What are the major benefits of microdosing?
- As stated above, microdosing allows consumers to function while simultaneously benefitting from the therapeutic value of using cannabis. Benefits include pain relief, stress reduction, mental clarity, and mood enhancement. In addition, new consumers can more confidently engage with cannabis without the fear of over-medicating and having a negative experience due to some of THC’s adverse effects. By utilizing a variety of CBD-to-THC ratios, a new consumer can find their ideal starting dose with less stress, and therefore have an overall better experience while tailoring the amount consumed to their individual needs.
Do all microdoses contain THC? Or, can microdosing be applied to CBD and hemp oil, too?
- The concept of microdosing does technically focus on the use of THC, but it is not always warranted or necessary depending on the pathological condition of focus because a variety of cannabinoids have therapeutic value. If a consumer is using CBD, whether it be from hemp or cannabis, like any other cannabinoid or drug, the lowest effective dose is ideal. Keep in mind that CBD does have an effect on mood and can be pharmacologically considered psychoactive, though not intoxicating.
So… How do I get started?
Step 1: Choose your method of consumption.
- Microdosing is easiest when using an ingestible formulation of cannabis, like an edible or tincture, because they are easier to dose, but other formulations can be used as well, such as vape cartridges. Look around and ask your local budtender for a reputable product that produces consistent and reliable products, such as Darwin Brands in Arizona.
Step 2: Choose your dose.
- Start low and go slow, especially if you are new to cannabis or are aware that you have a low tolerance for THC. Don’t be afraid to begin with 1 mg of THC to see how you personally react.
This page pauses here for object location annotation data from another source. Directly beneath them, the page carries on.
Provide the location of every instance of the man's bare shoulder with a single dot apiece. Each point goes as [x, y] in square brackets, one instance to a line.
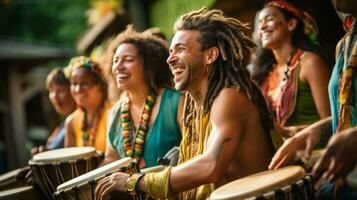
[232, 102]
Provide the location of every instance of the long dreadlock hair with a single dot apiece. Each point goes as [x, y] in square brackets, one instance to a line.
[230, 67]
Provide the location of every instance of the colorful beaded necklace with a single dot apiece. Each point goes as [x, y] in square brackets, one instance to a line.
[136, 150]
[89, 131]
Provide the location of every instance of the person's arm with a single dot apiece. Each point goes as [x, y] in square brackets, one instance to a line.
[339, 157]
[180, 111]
[227, 117]
[304, 140]
[110, 154]
[316, 73]
[70, 138]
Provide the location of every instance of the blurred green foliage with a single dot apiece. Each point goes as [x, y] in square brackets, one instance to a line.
[58, 22]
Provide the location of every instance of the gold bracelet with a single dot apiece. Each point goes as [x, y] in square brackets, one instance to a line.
[132, 183]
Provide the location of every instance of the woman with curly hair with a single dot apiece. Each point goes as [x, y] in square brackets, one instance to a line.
[290, 67]
[87, 125]
[145, 122]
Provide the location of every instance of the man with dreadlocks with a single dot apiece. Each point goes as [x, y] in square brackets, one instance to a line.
[224, 113]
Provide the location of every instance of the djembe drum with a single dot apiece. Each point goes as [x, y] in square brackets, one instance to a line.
[21, 193]
[83, 187]
[289, 183]
[51, 168]
[13, 179]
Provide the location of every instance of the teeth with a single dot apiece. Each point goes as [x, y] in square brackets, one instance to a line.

If you consume an edible, it may take up to two hours to notice any effects, so it is recommended to refrain from consuming more before then.
Step 3: Construct a dosing schedule.
- This will be different for orally-ingested products versus inhaled or other formulations that are absorbed directly into the bloodstream, like vaporized oil and transdermals. Once you figure out your preferred formulation and how much of that formulation you need to consume to get the effects you seek, make a note of how long the effects take to kick in, as well as how long they last. You can then design a schedule based on your personal dosing needs.
What are examples of some reliable products to try?
- Darwin Brands’ Origin Series Caramel Hard Candies come in a dose of 20 mg CBD with 2 mg THC, a wonderful starting place for those looking for a balanced and clear-headed experience without the intoxicating effects. Because the caramels contain 20 mg of CBD, the typical adverse effects associated with THC, such as paranoia and anxiety, is highly mitigated.
If 20 mg of CBD is too much, Darwin also offers their Seriously Good Gummies in a dose containing 10 mg CBD and 2 mg THC. One great benefit of their edibles is the homogeneity that results from their strict production process. Feel free to cut them in half and expect half the dose!